He replied, “The knowledge of the secrets of the kingdom of heaven has been given to you, but not to them. Whoever has will be given more, and he will have an abundance. Whoever does not have, even what he has will be taken from him. This is why I speak to them in parables: “Though seeing, they do not see; though hearing, they do not hear or understand. In them is fulfilled the prophecy of Isaiah: “‘You will be ever hearing but never understanding; you will be ever seeing but never perceiving. For this people’s heart has become calloused; they hardly hear with their ears, and they have closed their eyes. Otherwise they might see with their eyes, hear with their ears, understand with their hearts and turn, and I would heal them.’ Matthew 13.11-15
One of the things that has always fascinated me about Jesus’ time is the fact that He could do these amazing things – healing, casting out demons, raising from the dead, walking on water and more – and some people still did not believe in Jesus. Most Christians, or maybe it was just me when I was younger, want to see some incredible miracle, some astonishing feat or obviously God-like event that would prove the unseen is as real as the seen and the mysterious is as certain as the obvious. Faith would be so much easier if only we had some proof. Or so we think. Proofs may not be the problem we have.
The passage above is one of Jesus’ more enigmatic sayings. This is one of those passages, the kind we tend to gloss over because it doesn’t fit our image of Jesus in so many ways. Are some people more blessed than others? Are some more suited for the Kingdom than others? Does God show some people more than He shows others? The obvious answer to these questions is: yes. Intuitively, we all understand that some people have deeper and more mature knowledge of God than others, but we often fail to follow the logic of that thought to its necessary conclusion: some people are more amenable to knowing God and understanding divine attitudes and inclinations than are others. Jesus explained to His disciples that some who hear the stories never understand and we read that as a sort of arbitrary and unfair divine judgment. Why are some people excluded from hearing, understanding and seeing?

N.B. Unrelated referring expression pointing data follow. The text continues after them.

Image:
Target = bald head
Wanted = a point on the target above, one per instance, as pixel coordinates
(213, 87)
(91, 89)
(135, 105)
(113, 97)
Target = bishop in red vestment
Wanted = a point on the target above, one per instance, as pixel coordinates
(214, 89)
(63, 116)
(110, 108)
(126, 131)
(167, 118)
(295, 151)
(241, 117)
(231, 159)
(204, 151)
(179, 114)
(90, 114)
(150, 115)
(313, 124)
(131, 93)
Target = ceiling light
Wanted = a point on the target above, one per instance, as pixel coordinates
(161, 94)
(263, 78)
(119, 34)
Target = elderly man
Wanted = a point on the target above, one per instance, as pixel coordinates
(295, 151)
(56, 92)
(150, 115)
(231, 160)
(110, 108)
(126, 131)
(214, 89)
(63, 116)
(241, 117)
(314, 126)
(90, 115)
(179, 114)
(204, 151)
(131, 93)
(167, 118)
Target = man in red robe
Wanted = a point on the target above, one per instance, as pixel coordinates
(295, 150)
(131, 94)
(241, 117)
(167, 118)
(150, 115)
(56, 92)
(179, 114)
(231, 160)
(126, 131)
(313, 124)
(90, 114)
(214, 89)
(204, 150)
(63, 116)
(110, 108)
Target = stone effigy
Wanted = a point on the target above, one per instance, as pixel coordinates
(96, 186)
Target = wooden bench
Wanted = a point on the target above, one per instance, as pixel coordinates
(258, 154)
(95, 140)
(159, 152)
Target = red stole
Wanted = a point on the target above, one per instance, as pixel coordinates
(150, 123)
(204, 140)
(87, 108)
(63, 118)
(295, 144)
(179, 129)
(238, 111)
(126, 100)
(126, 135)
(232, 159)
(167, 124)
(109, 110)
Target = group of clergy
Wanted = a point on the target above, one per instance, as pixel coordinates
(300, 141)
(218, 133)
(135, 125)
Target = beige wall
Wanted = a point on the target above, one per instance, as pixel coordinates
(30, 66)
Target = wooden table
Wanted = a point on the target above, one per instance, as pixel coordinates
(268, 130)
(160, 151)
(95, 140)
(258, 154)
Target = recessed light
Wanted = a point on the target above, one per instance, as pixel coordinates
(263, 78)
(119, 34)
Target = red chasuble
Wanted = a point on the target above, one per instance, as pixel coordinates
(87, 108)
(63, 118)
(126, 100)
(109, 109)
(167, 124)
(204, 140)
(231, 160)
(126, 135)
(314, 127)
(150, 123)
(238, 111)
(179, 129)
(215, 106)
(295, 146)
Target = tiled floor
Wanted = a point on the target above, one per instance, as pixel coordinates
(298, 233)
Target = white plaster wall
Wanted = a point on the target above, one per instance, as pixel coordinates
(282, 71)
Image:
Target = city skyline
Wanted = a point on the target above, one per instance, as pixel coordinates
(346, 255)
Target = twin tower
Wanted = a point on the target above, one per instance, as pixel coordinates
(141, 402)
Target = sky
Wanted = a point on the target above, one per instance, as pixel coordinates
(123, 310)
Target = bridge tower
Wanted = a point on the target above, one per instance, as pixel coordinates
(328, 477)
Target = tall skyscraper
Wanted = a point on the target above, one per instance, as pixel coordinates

The secret lies in how we hear the parables – the stories – that Jesus told. When Jesus told a story to the crowd, He was simply illustrating His point, using an analogy to reveal the unknown through what is known. The key to understanding Jesus’ parables – indeed, all the Scripture – is whether the listener tries to fit the story to himself or tries to fit himself into the story. Such a tiny distinction, but such an enormous difference…
In each parable is some truth about the listener or reader, or to be more personal, some truth about you and I. The question for us, if we want to hear and see in order to understand, is whether we read the parables wondering if they fit our own story or if we read the parables wondering if we fit Jesus’ story. Is Jesus talking about us? Or is Jesus talking about people back then? Does this story apply to everyone else? Or does this story apply to me?
In one of C.S. Lewis’ Chronicles of Narnia – The Horse and His Boy, I believe – Aslan observes that He tells us each our own story, but others’ stories are not for us to know. In other words, what the Spirit of God is doing and how He is working in others’ lives is not something He invites us to know, nor is it anything we are allowed to ask or judge. Therefore, the only question we are allowed to ask for every story we read in the Bible, every parable we hear told, and every sermon we hear preached is this: are You talking to me, Lord?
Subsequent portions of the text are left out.